SFJones Architects is the firm founded by American architect, Stephen Francis Jones. Jones previously worked as an in-house architect for Wolfgang Puck Food Company and helped develop the fine dining ambiance at Spago Beverly Hills. He has worked on projects including renovating the Grand Ballroom at Hollywood & Highland, site of the Academy Awards' Governors Ball, and designing Lucky Strike Lanes in Hollywood. He recently completed a work-play amenities facility called Foundry & Lux in South San Francisco. 

The Mistake:

My big springboard was being Wolfgang Puck’s in-house architect. As I started getting into it and understanding the restaurant business, I was intrigued by it.

I got Spago. It was like the most anticipated restaurant in LA coming out in '96. For a person starting their own business, having Spago as their first business, it was quite a fortunate thing for me. It catapulted me. I did another project in Hawaii and a couple of other restaurants.

Working for a restaurant company was a cool job, but I didn’t think that’s where my future was going. I wanted to do more buildings.

My big mistake in 1999, was that I started thinking I needed to branch out. I didn’t want to be pigeonholed into restaurants. I basically started focusing on trying to get more residential work. I wasn’t downplaying the restaurant work. I had this niche, but I didn’t realize how valuable that was.

When I started going after residential work, I showed clients the restaurant I did. They would be like, “You did a great project. Why would you want to do my little house?”

Part of it is that restaurants are more interior type projects as opposed to buildings. I wanted to be able to design buildings and I wanted to do high-end residential stuff. I was hell-bent on doing architecture and doing housing.

The timing was in late 1990s, we were going into a recession. I almost went out of business because I had been focusing so much on redirecting myself and not taking full advantage of what I had started with.

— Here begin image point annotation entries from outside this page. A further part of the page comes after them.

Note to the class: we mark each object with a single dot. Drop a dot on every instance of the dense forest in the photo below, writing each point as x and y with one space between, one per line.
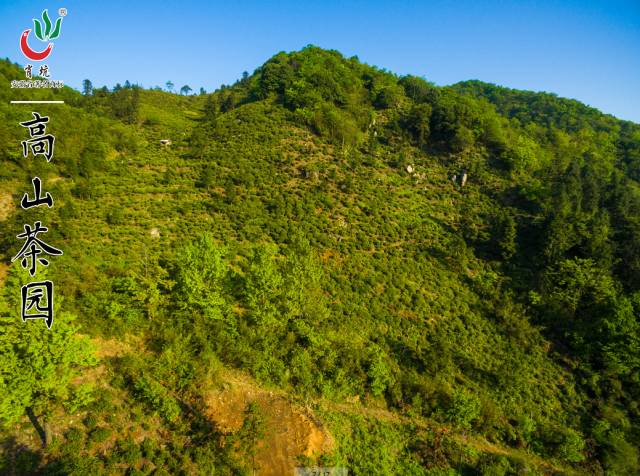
323 264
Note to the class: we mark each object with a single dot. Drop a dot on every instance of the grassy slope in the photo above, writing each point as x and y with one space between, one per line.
398 272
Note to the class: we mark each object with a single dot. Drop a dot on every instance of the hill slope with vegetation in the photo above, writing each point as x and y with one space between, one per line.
439 280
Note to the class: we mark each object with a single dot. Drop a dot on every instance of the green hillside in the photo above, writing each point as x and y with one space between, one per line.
432 280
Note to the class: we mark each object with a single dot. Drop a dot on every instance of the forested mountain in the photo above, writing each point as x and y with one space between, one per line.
327 265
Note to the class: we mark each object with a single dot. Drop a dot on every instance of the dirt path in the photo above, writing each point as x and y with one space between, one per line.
289 430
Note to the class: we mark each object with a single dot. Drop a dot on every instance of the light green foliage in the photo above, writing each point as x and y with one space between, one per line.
281 234
200 278
37 365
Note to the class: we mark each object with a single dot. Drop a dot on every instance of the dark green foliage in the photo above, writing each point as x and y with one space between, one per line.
283 233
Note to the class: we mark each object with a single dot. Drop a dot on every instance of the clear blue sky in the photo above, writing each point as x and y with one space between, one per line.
583 49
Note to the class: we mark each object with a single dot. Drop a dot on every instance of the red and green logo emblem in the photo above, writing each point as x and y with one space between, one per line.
45 31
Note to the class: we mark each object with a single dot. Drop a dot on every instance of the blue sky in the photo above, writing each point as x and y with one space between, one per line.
587 50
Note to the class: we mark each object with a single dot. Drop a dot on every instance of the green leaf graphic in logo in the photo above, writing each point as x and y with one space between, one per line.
47 23
56 30
37 27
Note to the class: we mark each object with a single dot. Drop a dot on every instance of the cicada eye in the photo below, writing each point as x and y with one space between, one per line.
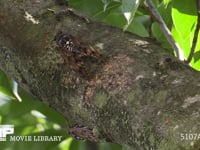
62 39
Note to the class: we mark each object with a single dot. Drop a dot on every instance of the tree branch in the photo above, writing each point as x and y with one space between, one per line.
137 98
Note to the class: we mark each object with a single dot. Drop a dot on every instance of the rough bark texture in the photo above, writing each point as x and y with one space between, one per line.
141 97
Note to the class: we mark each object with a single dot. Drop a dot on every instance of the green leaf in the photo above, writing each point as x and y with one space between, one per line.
128 9
184 16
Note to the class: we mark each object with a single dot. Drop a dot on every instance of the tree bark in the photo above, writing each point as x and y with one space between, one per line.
141 97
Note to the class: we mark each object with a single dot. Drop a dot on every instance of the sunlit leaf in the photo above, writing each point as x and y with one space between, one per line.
128 9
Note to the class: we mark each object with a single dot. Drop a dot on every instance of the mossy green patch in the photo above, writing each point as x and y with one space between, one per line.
100 100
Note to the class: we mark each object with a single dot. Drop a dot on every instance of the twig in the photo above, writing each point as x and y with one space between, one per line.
194 42
155 14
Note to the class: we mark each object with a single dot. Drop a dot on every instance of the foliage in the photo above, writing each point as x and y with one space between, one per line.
133 16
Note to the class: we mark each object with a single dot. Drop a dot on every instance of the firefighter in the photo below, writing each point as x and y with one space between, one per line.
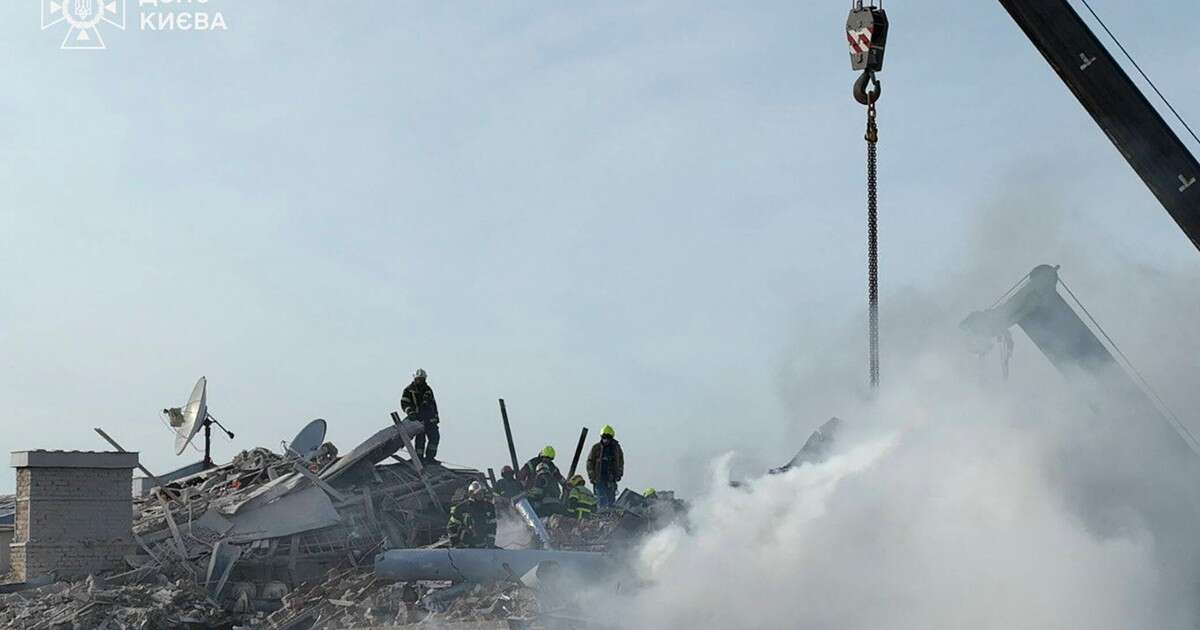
606 466
546 493
420 406
581 502
473 521
529 471
508 485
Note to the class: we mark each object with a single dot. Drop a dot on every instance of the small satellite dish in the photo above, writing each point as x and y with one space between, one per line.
187 420
191 417
310 438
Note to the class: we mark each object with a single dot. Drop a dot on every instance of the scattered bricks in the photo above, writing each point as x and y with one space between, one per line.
73 514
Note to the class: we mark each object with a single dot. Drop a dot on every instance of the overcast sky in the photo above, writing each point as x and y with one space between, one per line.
634 214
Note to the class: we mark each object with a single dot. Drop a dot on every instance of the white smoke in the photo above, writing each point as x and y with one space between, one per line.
941 509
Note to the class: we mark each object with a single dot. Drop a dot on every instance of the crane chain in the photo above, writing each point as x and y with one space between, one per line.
873 250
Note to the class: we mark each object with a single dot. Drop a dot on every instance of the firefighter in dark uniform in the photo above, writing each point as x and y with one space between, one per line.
420 406
606 466
529 471
546 495
473 521
508 485
581 503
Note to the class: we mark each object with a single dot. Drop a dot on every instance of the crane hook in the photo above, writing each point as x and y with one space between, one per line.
862 94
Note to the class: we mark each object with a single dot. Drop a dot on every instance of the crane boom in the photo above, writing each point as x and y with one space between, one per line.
1117 106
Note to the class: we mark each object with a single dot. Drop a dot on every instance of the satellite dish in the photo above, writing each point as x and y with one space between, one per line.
191 417
309 439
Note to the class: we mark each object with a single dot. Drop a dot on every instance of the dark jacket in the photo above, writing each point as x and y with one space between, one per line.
606 463
418 402
546 495
472 523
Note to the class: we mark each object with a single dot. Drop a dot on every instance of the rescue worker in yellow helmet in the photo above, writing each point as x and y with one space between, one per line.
581 502
473 521
546 456
546 492
606 466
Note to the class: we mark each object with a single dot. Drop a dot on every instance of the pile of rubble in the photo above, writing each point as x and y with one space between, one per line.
94 604
359 599
291 541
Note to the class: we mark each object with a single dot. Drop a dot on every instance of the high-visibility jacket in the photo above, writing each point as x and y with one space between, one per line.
472 523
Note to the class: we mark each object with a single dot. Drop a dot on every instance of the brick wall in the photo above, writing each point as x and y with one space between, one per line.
73 521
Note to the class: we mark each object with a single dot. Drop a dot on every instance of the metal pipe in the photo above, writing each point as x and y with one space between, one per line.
579 450
508 435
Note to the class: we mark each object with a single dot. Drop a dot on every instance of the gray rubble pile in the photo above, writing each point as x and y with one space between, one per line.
292 541
359 599
94 605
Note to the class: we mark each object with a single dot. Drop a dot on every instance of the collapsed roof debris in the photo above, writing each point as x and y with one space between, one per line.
304 539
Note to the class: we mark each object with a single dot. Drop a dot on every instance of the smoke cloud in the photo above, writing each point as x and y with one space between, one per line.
954 499
947 511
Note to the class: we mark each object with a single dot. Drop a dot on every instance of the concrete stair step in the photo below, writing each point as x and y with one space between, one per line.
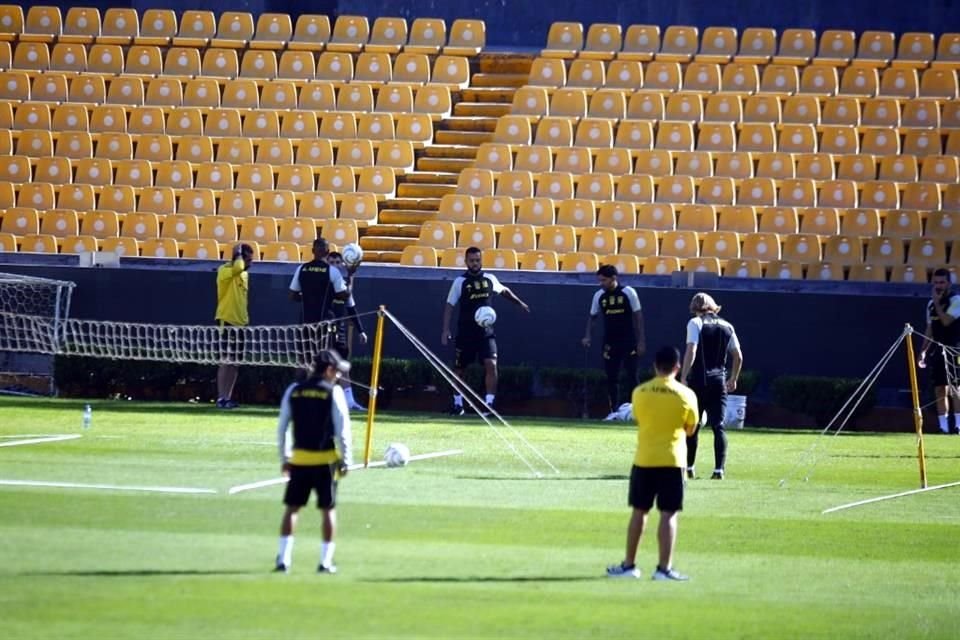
417 204
450 151
481 94
447 165
499 80
464 138
424 190
460 123
480 110
406 217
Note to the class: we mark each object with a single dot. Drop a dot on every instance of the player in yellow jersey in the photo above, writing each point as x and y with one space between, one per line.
233 286
666 412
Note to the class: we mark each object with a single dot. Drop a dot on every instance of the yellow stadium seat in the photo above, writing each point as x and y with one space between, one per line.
660 265
477 234
564 40
539 261
757 46
718 46
318 205
716 191
437 234
467 37
656 217
427 36
311 33
517 237
414 256
557 238
535 211
495 210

You build upon building blocks. You progress. Restaurants turn into bowling alleys...

The Lesson:

I decided that I have to stick to my niche, to where I made myself successful. I really started to go and look for projects that I would be able to sell my clients on the type of work I do.

The experience I had working with Wolfgang Puck as an in-house architect, that translated to the type of projects that I would have – it was an advantage.

I learned from that mistake.

The restaurants and projects I do are more complex than most architectural projects because of heavy mechanical, plumbing and complexities that go in restaurants. It’s like building a sports car, a Ferrari that has a big engine that has to look stylish and beautiful.

In 2000, I landed the remodel of the Century Plaza Hotel in Century City. It was a huge project that basically righted the ship again and gave me a lot of work.

It expanded my work beyond restaurants and I did a spa over there. It was more of the social spaces that I’ve been honing in on. I learned to build upon that. I’ve since been able to take it to another level, to incorporate architectural design with the branding. We did Lucky Strike bowling lane, so it was an offshoot of a restaurant into a bowling alley in the early 2000's.

The lesson learned is you build upon building blocks. You progress. Restaurants turn into bowling alleys, into amenities facilities and that turns into branding. Those opportunities allow you to grow instead of thinking you need to find housing.

Now my focus is all related to social spaces. It’s a good thing I didn’t end up building houses.